In October of 1942, the Sleepy Lagoon Trial began. The prosecution hired two district attorneys, while the defense consisted of many different lawyers who were either public defenders or hired by the defendants’ families. Most notable among these are Richard F. Bird and Anna Zacsek. The trial did not go well for the defense in the beginning. Many of the defense lawyers were inexperienced and only focused on protecting their own clients, not the group as a whole. This led to the lawyers fighting each other and arguing. In the middle of the trial, George Shibley, a well-known defense attorney, was persuaded to take the case. He only represented six people, but he organized a defense for all of the 38th Street Boys. There was just one big obstacle in the way: the judge of the Sleepy Lagoon Trial, Charles William Fricke, nicknamed San Quentin Fricke because he had sentenced more people to San Quentin State Prison than any other judge.

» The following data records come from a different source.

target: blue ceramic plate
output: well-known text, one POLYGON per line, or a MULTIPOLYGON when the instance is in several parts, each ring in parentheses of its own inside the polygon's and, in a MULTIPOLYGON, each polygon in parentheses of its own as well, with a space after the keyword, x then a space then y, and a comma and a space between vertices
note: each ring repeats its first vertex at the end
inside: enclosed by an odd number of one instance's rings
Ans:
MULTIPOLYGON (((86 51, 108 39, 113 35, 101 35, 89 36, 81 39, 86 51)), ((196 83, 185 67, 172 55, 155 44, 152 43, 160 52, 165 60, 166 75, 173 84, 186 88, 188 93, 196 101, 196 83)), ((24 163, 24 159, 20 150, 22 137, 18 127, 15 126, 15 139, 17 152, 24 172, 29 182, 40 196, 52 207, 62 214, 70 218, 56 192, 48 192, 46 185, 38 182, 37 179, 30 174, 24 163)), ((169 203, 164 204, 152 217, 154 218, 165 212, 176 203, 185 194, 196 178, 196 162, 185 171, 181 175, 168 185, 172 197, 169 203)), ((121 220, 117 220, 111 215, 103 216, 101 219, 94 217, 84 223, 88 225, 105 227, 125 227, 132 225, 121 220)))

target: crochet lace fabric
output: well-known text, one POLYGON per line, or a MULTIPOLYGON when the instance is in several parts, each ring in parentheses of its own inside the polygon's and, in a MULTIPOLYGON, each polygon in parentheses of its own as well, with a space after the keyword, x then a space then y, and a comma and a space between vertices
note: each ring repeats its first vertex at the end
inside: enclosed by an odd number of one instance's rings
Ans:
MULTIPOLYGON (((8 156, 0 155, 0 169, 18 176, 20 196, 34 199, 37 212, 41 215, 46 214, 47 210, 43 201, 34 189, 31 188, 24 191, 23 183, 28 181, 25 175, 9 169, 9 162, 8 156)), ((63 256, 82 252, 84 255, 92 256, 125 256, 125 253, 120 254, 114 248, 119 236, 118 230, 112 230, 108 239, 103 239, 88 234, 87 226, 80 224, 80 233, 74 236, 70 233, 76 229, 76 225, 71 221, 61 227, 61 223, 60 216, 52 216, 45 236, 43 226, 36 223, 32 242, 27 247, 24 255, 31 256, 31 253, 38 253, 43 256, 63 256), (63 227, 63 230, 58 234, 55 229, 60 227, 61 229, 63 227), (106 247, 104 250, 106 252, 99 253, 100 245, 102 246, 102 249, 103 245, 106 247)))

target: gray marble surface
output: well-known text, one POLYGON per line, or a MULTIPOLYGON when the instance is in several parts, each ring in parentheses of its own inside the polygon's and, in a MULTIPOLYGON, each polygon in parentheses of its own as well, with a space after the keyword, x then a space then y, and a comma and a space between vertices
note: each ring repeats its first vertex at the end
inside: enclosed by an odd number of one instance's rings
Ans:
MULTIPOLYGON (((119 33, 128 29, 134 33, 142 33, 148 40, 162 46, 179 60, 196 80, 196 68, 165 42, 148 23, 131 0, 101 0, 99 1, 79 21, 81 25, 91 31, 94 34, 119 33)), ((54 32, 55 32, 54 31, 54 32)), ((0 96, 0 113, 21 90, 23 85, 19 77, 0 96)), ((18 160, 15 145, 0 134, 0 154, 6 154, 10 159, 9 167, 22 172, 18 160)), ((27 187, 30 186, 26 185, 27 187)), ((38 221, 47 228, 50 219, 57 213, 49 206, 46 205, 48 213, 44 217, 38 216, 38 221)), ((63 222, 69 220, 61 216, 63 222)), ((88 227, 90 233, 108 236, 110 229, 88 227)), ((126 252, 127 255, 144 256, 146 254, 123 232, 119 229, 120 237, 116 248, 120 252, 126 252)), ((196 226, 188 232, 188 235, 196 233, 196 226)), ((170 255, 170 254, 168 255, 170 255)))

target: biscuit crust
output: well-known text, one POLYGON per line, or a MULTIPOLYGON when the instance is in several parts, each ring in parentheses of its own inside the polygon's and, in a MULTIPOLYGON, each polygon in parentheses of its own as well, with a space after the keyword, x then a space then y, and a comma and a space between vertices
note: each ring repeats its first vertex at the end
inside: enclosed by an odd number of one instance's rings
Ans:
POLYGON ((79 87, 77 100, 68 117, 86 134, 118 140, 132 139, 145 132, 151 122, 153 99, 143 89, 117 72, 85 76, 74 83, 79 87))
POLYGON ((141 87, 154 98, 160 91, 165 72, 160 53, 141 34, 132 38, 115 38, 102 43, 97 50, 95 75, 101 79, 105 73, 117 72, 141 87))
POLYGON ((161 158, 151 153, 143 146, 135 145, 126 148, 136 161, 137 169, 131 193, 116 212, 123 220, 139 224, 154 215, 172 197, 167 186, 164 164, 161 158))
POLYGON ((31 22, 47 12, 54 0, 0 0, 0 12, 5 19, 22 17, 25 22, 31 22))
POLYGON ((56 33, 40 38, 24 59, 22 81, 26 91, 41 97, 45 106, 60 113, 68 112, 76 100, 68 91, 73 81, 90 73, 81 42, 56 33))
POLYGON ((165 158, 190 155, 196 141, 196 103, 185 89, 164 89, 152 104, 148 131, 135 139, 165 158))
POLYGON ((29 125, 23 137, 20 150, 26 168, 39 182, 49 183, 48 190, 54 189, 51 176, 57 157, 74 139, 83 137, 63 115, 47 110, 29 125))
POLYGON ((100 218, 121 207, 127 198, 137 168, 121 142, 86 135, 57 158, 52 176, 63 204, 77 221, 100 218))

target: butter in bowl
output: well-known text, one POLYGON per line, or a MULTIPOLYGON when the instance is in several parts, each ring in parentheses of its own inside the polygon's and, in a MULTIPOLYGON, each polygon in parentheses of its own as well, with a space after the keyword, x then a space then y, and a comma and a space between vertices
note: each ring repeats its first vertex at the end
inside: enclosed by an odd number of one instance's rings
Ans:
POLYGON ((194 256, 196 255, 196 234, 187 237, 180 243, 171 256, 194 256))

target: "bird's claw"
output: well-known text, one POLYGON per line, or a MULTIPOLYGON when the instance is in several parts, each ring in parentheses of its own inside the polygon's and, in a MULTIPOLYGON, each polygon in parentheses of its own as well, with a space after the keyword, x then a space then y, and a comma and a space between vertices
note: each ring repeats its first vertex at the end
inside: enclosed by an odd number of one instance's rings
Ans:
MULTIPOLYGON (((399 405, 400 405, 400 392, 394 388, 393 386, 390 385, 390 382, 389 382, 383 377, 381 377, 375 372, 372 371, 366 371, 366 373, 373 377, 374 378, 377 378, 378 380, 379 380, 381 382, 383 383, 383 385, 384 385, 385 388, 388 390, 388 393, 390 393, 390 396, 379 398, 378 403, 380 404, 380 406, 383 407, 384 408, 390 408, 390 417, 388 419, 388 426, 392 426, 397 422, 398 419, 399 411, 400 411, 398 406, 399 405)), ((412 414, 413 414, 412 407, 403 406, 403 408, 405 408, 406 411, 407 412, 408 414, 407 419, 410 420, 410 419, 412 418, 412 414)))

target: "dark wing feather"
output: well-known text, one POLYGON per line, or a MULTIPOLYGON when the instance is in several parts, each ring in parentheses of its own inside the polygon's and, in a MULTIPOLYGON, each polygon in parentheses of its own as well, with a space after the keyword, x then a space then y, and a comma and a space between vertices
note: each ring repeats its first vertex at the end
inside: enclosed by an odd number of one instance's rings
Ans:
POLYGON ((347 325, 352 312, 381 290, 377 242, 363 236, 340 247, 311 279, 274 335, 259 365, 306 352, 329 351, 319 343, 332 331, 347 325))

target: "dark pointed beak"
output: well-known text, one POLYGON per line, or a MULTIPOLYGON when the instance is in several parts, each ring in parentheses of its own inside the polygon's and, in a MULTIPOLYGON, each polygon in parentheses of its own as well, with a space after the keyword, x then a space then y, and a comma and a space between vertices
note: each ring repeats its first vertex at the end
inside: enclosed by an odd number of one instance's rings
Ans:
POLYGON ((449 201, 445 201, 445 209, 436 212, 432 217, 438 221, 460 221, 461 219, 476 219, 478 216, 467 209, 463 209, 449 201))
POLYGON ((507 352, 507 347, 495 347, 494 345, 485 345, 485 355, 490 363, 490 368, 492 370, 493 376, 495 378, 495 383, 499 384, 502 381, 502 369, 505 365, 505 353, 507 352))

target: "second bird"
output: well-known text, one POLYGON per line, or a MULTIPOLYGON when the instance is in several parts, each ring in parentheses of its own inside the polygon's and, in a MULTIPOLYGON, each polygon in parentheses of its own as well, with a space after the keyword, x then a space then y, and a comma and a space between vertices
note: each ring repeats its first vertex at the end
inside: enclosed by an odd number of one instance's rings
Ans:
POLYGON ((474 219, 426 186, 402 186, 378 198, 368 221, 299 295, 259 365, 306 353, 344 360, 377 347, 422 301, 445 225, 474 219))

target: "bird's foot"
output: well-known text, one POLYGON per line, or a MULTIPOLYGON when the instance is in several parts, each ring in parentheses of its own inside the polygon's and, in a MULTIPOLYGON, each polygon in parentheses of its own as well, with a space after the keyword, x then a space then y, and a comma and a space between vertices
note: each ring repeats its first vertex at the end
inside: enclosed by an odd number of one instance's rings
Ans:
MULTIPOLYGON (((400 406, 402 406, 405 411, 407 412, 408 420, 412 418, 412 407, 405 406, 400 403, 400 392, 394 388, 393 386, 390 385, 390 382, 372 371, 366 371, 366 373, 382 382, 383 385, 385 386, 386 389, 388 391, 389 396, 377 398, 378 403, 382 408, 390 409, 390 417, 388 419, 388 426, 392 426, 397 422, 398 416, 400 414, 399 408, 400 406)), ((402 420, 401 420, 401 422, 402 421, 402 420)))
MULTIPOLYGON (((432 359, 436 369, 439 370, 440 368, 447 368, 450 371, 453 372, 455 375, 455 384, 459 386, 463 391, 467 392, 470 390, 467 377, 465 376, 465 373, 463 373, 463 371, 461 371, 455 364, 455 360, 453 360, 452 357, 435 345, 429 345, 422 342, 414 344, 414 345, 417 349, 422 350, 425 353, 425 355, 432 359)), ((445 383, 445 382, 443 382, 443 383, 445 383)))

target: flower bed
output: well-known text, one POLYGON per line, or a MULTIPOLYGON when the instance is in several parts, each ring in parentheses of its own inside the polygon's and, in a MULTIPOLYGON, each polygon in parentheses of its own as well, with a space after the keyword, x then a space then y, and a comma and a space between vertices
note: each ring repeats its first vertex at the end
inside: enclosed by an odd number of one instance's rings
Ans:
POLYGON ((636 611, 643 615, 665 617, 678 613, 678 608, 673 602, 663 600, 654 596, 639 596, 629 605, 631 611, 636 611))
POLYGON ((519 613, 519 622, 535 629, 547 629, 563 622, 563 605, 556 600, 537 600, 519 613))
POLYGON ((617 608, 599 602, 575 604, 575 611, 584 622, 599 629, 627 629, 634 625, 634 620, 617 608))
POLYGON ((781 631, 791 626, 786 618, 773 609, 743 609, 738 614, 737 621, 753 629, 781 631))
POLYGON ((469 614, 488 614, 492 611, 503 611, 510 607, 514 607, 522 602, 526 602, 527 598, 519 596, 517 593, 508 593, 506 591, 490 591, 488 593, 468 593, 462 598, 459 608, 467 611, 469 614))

The judge of the Sleepy Lagoon Trial, Charles Fricke, was biased in many ways. There was no evidence that any of the 38th Street Boys had killed José Díaz, but Charles Fricke didn’t care. Fricke believed that the boys were guilty from the beginning and wanted to make the jury believe that they were a gang. He didn’t allow the boys to change their clothes or cut their hair to make it seem as if the boys belonged in jail. It made them look like kids who were undisciplined, kids who lived on the streets and mugged people. Fricke wanted the 38th Street Boys in jail, and he fought with Shibley, the boys’ main defender. When Shibley attempted to object to Fricke’s rulings, Fricke overruled Shibley’s arguments without a second thought.

During the Sleepy Lagoon Trial, there were many blatantly racist accusations that were overlooked at the time. One of the most extreme was Lieutenant Edward Duran Ayres’ testimony to the jury. In his opinion, “Mexican-American youths had an Aztec-like disregard for human life.” The Aztec civilization was well-known at the time for the human sacrifices they performed on prisoners. Conversely, during the second hearing, the court heard from Mexican-American and African-American activists as well. They argued that “the problem of youth crime in Los Angeles could be solved by tearing down the discriminatory walls…young Mexican-Americans felt that street gangs gave them a sense of pride and belonging that could not be found in a white-dominated society that looked down on their cultural and racial heritage.” After the testimonies, the jury decided that the 38th Street Boys were guilty, and Fricke sentenced them to prison. Three of them, including Hank Leyvas, were sentenced for life, and nine defendants were sentenced to five years in prison.